Slater and Gordon Criminal Lawyer Veronika Drago said that laws vary from state to state, with maximum penalties of thousands of dollars in fines and even jail time for some offences.
Is it an offence to merely be drunk in public?
- It is a criminal offence to simply be drunk in a public place in Victoria and Queensland, with maximum fines of $1,243.68 and $243.80 respectively.
- In every other state and territory, a person must be behaving in a disorderly or offensive manner as well as being intoxicated to be charged with an offence.
- Disorderly and nuisance offences carry fines in every state and even jail sentences in extreme cases in Victoria, Tasmania, South Australia and the Northern Territory.
How drunk is ‘criminally intoxicated’?
- In most states, the legal definition of ‘drunk’ or ‘intoxicated’ is when a person’s speech, balance, co-ordination or behaviour is noticeably affected or impaired by alcohol.
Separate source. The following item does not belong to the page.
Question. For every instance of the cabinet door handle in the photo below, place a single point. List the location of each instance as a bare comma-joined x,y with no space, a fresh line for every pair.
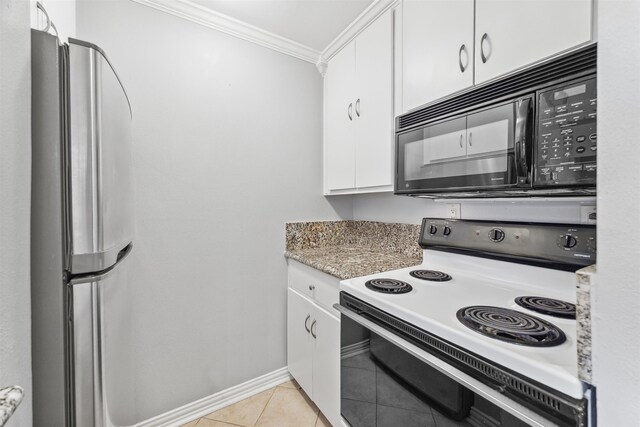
485,36
307,321
463,48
- The threshold is apparently lower in Queensland, where being intoxicated is defined as simply being drunk or otherwise adversely affected by an intoxicating substance, rather than noticeably affected as in other states.
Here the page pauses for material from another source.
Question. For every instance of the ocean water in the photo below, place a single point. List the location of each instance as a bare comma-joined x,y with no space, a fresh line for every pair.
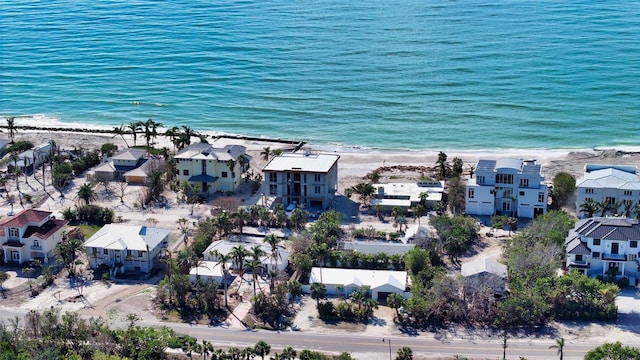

Is it illegal to drink or have open containers of alcohol in public?
- Revellers hoping to enjoy a glass of champagne at a New Year’s Eve picnic should double and triple check the state and council laws that regulate the public consumption of alcohol, because they vary significantly around the country.
- NSW, Victoria, Tasmania, South Australia, ACT and NT all permit the drinking of alcohol in public places, except areas that have been declared ‘alcohol-free zones’.
- In Queensland and Western Australia, there is a blanket ban on drinking or possessing open containers of alcohol in public, unless the area has been designated as a ‘wet area’ in Queensland or the relevant authority has given permission in WA.
- Fines for public consumption of alcohol also vary significantly from state-to state.
- Victoria is at the lower end of the scale, where officials simply direct people to stop drinking, seal their containers or dispose of their alcohol.
- SA, WA and NT are at the higher end of the scale, with maximum fines of $1,250, $2,000 and $15,400 respectively. Additionally, entire communities are dry in the Northern Territory.
What is a public place?
- The legal definition of a ‘public place’ varies between each state and territory, but a general rule of thumb is that a public place is any area that is accessible to the general public.
- Public places usually include footpaths, roads, parks, beaches, shopping centres, libraries and public transport, unless the state government or local council has declared otherwise.